As for your final assertion “the truth is: drug-company research is so thoroughly corrupt that the first trustworthy trial of this drug is the one we’re doing with our kids.” It amazes me that someone could tar the reputations not simply of large corporations (which is par for the course these days and not entirely without reason) but also the many hundreds and thousands of professionals who work in them. Do some companies cut corners? Absolutely, but when they are caught doing so and they usual are, they are caught because of the professional integrity of those people you seem to think are all colluding in a deliberate effort to harm young girls.
Re mortality rate: there’s nothing wrong with your preference for a ‘female only’ rate, but you described Paula Byrne’s use of the standard population formula as a ‘factual error’ and a ‘basic mistake’, which of course it isn’t.
Re serious-adverse-effects rate: reading back over your last two posts, Daniel, it appears you’re contradicting yourself and tying yourself in statistical knots. To avoid the risk of doing the same myself, I’ll let that rest!
Re drug companies: I’ve never suggested a deliberate conspiracy to harm (another straw-man); but corporations have a single overriding purpose, and believe it or not it doesn’t involve the health and well-being of young girls or anyone else. The integrity of some, or even most, individuals has unfortunately little to do with it. (Come on, Merck’s shameful history with Vioxx is hardly ancient history.) I suggest a dip in the writings of Dr Marcia Angell — a noted critic of homeopathy, by the way! http://www.nybooks.com/contributors/marcia-angell/
My 12 year old daughter was disabled by Gardasil. I am in no way anti-vaccine, but there is something wrong with this vaccine.
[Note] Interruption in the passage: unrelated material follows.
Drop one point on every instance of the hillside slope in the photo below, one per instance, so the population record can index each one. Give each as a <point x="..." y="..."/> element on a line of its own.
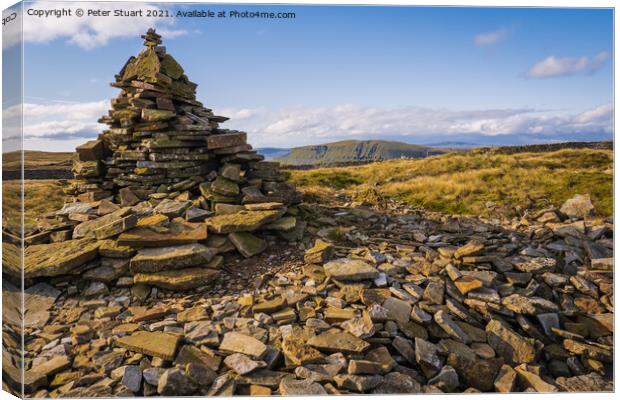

It cost my family thousands of dollars in medical bills and it cost my daugher her quality of life.
Just google gardasil side effects or go to http://WWW.SANEVAX.ORG and read the stories of injury and death. The examiner and the priest are doing the right thing exposing this vaccine because you will soon hear of young Irish girls who will be taken down in their young teenage years because of this vaccine.
Parents, please Investigate Before You Vaccinate. I wish I had. Watch this young girls for side effects and report them. Here are the current Stats in the US System VAERS.
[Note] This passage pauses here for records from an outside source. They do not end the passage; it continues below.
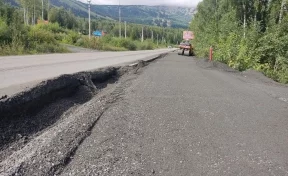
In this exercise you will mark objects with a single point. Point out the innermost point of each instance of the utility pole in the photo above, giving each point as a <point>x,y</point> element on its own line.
<point>89,16</point>
<point>42,10</point>
<point>119,20</point>
<point>157,40</point>
<point>125,29</point>
<point>244,25</point>
<point>34,14</point>
<point>142,35</point>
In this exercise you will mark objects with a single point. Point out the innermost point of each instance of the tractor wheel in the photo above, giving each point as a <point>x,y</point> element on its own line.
<point>180,52</point>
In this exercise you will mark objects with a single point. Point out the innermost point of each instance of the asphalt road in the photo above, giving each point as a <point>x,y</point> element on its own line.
<point>182,117</point>
<point>16,70</point>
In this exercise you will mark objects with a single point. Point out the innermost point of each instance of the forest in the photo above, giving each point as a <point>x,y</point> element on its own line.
<point>23,31</point>
<point>244,34</point>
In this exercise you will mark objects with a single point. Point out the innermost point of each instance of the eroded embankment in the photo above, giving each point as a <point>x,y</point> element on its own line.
<point>42,127</point>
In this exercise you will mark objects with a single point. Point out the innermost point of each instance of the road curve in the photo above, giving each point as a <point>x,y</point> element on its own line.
<point>185,117</point>
<point>15,70</point>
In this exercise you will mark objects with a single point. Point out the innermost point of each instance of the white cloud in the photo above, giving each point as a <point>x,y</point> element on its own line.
<point>188,3</point>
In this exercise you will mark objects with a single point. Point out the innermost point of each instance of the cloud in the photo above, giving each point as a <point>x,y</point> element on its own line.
<point>188,3</point>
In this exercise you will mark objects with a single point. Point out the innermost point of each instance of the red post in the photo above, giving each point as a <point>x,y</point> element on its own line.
<point>211,54</point>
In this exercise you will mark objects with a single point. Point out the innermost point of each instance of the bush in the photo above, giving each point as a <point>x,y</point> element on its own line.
<point>51,27</point>
<point>41,36</point>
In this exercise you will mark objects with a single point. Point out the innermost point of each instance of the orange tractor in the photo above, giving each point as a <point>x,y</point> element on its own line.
<point>185,47</point>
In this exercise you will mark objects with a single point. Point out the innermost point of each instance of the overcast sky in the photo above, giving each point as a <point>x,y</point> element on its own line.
<point>147,2</point>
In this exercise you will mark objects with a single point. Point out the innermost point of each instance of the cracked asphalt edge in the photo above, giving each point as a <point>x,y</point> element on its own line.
<point>49,152</point>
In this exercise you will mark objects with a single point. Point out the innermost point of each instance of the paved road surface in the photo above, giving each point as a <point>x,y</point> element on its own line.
<point>180,118</point>
<point>15,70</point>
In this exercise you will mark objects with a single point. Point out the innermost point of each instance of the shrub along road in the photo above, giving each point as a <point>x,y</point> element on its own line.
<point>183,116</point>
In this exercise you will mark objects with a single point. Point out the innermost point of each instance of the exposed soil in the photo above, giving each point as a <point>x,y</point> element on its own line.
<point>42,127</point>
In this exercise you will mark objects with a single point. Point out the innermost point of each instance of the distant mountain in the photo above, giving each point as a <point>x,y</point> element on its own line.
<point>177,17</point>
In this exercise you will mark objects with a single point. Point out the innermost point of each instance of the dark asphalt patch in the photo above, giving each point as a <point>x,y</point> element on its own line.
<point>36,122</point>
According to VAERS as of 9/2/2010
Adverse Reactions
Gardasil – 18,461
Cervarix – 426
HPV Vaccines – 137
TOTAL – 19,024
Deaths
Gardasil 77
Cervarix 4
TOTAL – 81
In March of this year the number of reactions reported stood at 16,000. That means 3,000 more reports were made over the last 6 months – or approx. 125 reports a week. That is what went wrong with Gardasil.
It is not about numbers and marketing strategies – it is about destroying the lives of those it was supposed to save.
As the mother of a 15 year old daughter who is now injured and an 18 year old son, I can assure you I will NEVER ALLOW my son to receive this Vaccine.
I read up the research reportage on HPV vaccines when their introduction here was first proposed.
The Church sees anything that makes sex less scary as a bad thing as a matter of course. The Church has plenty of track record in lying about the science involved.
The pharmaceutical companies on the other hand stand to make fortunes from these vaccines if they can be extended across the entire female population. They have marketed these vaccines very heavily to parents and GPs.
We should always be particularly careful about impacts of drugs that are intended for such general use.
Additionally, the vaccine is not permanent in its effect, is expensive(may displace other spending) and doesn’t work for all types of HPV. It’s no substitute for condoms and regular smear tests.